The Supreme Court should declare the individual mandate unconstitutional, and also the minimum-coverage provisions that are inextricably tied to it, known as guaranteed issue and community rating, or GICR—but not in all circumstances. It’s no longer prudent, or necessary to permanently enjoin GICR in all its applications, let alone the broader ACA. After all, Congress had the chance to repeal Obamacare and decided not to do that.

Instead, as Fifth Circuit Judges Andy Oldham and Jim Ho recently explained, the courts can “fashion a remedy that actually redresses Plaintiffs’ harms.” And the Justice Department concurs with this approach. Contrary to widespread belief, DOJ does not wish to invalidate the entire ACA. The solicitor general explained in his brief that “the relief the Court orders should be limited to redressing the injury actually incurred—that is, the relief should reach only the enforcement of the ACA provisions that injure the individual plaintiffs.” We agree.

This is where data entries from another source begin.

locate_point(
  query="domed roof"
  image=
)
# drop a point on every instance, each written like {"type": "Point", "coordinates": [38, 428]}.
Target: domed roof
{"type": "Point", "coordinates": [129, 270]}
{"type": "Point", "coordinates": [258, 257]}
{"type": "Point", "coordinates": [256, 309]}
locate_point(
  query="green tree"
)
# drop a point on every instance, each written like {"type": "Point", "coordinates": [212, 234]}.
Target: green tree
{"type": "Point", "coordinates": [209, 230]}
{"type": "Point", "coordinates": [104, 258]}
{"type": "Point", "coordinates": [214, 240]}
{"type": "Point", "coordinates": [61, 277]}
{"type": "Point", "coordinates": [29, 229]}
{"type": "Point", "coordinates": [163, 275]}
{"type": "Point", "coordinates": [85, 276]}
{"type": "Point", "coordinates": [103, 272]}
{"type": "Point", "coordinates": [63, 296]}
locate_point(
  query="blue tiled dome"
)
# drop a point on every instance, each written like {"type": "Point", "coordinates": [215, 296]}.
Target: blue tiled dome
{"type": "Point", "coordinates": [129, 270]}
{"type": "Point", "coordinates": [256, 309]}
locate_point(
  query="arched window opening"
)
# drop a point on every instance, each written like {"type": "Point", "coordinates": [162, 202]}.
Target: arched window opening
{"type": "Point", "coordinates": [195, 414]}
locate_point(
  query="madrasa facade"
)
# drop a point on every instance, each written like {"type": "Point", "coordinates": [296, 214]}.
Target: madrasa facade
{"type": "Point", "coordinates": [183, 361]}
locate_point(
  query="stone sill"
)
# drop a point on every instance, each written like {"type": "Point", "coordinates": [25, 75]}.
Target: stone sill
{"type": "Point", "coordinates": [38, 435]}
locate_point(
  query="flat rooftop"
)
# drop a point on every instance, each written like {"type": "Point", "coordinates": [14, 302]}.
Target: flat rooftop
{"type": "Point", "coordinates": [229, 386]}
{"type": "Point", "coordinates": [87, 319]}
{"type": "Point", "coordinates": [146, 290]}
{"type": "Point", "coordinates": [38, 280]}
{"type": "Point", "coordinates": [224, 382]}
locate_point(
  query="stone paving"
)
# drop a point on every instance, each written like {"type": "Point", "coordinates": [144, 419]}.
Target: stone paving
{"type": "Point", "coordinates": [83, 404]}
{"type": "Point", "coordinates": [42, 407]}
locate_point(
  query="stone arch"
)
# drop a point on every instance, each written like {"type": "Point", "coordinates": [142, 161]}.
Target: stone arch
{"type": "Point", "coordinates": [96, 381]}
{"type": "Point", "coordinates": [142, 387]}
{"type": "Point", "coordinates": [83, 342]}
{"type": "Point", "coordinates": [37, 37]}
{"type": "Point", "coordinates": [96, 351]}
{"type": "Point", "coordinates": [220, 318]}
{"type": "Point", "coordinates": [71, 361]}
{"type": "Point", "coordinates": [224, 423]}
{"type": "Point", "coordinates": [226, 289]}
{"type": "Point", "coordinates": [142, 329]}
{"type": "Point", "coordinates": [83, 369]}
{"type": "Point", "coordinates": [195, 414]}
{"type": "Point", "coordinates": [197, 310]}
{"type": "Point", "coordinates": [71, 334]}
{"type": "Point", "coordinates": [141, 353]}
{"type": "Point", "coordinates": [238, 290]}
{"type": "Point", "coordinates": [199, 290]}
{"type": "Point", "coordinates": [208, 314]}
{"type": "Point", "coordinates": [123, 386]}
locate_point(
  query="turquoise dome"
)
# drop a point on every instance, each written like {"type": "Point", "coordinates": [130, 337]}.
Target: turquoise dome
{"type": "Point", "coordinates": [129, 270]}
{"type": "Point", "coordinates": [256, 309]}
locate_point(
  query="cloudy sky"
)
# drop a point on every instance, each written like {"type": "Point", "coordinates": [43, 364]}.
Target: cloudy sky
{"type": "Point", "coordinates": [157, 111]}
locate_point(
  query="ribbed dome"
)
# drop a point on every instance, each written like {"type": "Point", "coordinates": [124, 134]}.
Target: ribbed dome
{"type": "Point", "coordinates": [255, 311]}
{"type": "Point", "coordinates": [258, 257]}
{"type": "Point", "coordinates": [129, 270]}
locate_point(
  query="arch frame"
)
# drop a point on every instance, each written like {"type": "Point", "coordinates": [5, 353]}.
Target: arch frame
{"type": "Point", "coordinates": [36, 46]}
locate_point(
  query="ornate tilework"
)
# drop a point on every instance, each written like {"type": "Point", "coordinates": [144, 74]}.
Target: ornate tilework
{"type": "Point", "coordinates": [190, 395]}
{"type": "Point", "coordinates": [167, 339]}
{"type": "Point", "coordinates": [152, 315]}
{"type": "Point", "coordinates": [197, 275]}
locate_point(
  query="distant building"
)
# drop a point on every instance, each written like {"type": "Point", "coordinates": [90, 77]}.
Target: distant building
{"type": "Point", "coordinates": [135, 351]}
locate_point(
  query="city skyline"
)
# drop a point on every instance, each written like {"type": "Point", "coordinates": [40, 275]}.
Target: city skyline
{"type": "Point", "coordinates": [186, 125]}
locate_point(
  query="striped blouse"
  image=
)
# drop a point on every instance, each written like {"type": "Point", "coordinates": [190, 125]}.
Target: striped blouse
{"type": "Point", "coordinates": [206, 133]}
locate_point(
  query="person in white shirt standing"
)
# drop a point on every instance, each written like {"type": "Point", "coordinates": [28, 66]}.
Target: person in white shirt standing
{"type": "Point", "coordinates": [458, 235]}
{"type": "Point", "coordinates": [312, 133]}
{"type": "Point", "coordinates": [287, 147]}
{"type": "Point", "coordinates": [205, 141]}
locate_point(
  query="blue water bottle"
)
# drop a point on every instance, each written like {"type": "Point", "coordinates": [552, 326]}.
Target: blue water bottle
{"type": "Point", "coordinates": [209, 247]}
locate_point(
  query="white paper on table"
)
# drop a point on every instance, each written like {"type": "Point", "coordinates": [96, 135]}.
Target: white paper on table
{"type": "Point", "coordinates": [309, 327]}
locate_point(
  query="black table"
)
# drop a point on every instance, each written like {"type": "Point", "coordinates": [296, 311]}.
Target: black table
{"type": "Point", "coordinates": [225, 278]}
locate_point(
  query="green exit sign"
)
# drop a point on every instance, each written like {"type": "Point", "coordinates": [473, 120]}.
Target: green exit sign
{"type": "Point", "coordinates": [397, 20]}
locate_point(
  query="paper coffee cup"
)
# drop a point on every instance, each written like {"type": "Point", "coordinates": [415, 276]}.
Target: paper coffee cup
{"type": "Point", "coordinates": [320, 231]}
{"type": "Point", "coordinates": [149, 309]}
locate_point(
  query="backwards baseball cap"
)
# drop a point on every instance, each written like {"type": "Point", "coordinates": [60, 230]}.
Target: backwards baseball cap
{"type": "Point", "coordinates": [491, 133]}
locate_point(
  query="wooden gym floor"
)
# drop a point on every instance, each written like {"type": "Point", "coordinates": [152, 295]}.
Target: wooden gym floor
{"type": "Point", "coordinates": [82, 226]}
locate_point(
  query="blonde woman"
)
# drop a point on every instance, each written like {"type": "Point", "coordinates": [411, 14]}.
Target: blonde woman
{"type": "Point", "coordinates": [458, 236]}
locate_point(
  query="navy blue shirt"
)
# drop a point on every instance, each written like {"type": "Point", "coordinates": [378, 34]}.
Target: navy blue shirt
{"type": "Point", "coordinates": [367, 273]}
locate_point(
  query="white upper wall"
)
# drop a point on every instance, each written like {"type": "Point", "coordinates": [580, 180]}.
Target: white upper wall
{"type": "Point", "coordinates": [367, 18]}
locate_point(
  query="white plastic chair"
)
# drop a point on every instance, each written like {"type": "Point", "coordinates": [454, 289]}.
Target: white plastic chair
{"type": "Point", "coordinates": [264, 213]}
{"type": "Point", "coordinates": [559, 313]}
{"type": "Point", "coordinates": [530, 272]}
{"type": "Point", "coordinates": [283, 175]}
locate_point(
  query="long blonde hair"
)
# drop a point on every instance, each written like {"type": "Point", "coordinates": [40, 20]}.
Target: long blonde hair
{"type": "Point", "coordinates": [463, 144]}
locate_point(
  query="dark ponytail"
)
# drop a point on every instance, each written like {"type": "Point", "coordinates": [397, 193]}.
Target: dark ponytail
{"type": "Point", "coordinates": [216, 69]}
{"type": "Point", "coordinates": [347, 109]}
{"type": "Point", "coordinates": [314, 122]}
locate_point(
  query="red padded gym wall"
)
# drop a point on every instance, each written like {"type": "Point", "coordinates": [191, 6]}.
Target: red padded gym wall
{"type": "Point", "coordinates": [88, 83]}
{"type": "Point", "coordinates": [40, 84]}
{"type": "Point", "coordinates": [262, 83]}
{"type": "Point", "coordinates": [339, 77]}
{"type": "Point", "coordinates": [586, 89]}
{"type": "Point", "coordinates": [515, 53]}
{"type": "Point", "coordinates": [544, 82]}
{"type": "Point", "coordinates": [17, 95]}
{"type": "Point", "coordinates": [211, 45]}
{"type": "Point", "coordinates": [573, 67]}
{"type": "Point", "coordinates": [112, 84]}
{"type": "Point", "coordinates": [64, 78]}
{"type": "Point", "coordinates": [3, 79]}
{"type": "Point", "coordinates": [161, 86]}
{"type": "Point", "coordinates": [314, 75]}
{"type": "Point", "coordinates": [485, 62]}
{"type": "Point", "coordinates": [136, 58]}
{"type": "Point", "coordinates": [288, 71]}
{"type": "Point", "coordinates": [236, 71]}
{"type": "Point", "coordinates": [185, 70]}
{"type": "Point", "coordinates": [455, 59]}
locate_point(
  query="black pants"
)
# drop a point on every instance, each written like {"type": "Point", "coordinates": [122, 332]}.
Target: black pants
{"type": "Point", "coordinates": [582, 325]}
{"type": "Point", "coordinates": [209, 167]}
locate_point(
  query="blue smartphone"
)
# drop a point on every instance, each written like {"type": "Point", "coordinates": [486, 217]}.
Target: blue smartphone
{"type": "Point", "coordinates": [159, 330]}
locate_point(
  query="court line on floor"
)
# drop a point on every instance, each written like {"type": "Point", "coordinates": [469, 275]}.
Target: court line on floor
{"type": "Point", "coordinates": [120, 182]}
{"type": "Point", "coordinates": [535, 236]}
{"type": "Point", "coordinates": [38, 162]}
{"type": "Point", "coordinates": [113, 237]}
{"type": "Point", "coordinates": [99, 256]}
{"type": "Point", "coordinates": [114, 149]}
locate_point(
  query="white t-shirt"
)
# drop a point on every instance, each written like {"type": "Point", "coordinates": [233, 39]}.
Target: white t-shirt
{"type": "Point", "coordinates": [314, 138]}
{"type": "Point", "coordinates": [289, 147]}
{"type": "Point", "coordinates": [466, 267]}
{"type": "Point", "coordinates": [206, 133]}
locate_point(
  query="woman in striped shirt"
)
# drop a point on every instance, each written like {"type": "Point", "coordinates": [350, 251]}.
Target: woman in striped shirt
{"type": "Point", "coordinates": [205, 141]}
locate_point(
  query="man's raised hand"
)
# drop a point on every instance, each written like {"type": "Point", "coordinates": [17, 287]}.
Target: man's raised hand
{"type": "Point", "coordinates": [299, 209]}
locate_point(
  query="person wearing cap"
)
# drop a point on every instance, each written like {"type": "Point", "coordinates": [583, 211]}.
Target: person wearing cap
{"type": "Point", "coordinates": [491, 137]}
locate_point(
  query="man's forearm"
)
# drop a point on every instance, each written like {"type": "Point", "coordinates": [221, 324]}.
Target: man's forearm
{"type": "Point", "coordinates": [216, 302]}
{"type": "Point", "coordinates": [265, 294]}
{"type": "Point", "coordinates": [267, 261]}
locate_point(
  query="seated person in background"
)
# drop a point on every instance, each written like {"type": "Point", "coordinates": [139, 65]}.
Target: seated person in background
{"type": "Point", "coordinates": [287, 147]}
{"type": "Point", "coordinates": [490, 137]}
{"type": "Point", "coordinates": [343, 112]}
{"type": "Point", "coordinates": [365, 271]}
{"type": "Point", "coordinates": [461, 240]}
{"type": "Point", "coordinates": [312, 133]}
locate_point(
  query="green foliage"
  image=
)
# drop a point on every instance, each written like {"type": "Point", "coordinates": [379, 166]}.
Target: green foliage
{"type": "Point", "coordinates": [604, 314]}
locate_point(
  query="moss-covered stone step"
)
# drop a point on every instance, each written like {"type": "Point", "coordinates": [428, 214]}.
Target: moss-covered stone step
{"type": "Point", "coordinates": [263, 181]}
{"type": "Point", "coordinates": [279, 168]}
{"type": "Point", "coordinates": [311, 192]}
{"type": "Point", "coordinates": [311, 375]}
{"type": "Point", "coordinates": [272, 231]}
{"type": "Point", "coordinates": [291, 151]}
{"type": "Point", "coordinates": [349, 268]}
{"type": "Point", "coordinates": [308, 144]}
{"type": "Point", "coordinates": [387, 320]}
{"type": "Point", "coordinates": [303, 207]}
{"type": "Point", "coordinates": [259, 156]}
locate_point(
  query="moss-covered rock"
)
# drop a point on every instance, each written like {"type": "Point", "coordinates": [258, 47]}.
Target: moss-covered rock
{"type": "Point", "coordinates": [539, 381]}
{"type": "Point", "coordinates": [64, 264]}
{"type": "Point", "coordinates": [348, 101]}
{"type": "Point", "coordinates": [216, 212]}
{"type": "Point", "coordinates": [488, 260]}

The individual market ACA market has two segments: insurance purchased on the ACA exchanges and insurance purchased off the exchanges. The remedy for the latter market is straightforward: declare the individual mandate unconstitutional and, for off-exchange policies, the GICR unenforceable. This remedy would eliminate the requirement to buy ACA-compliant insurance and allow the plaintiffs to buy policies of their own choosing—presumably insurance providers would devise new products given the newfound regulatory flexibility—or none at all.

The analysis for on-exchange policies is different. Halting GICR with respect to policies sold on the exchanges would be an unnecessarily overbroad remedy. Plaintiffs cannot demand a greater remedy to alter all policies offered on government exchanges. Moreover, people who seek to buy a government-sponsored product on a government exchange cannot complain about cumbersome regulations.

Courts need go no further than issue a declaration with respect to individual market, off-exchange policies. As Justice Clarence Thomas reminded us in Murphy v. NCAA (2018), “the judicial power is, fundamentally, the power to render judgments in individual cases.” No more, and no less. The Court need not issue any remedy with respect to the ACA exchanges, group health plans, Medicaid, Medicare, and other elements of Obamacare.

This precise remedy offers the plaintiffs a genuine choice. Those who object to being forced to purchase unwanted policies, will have other options. And everyone else who likes their plan, can keep their plan.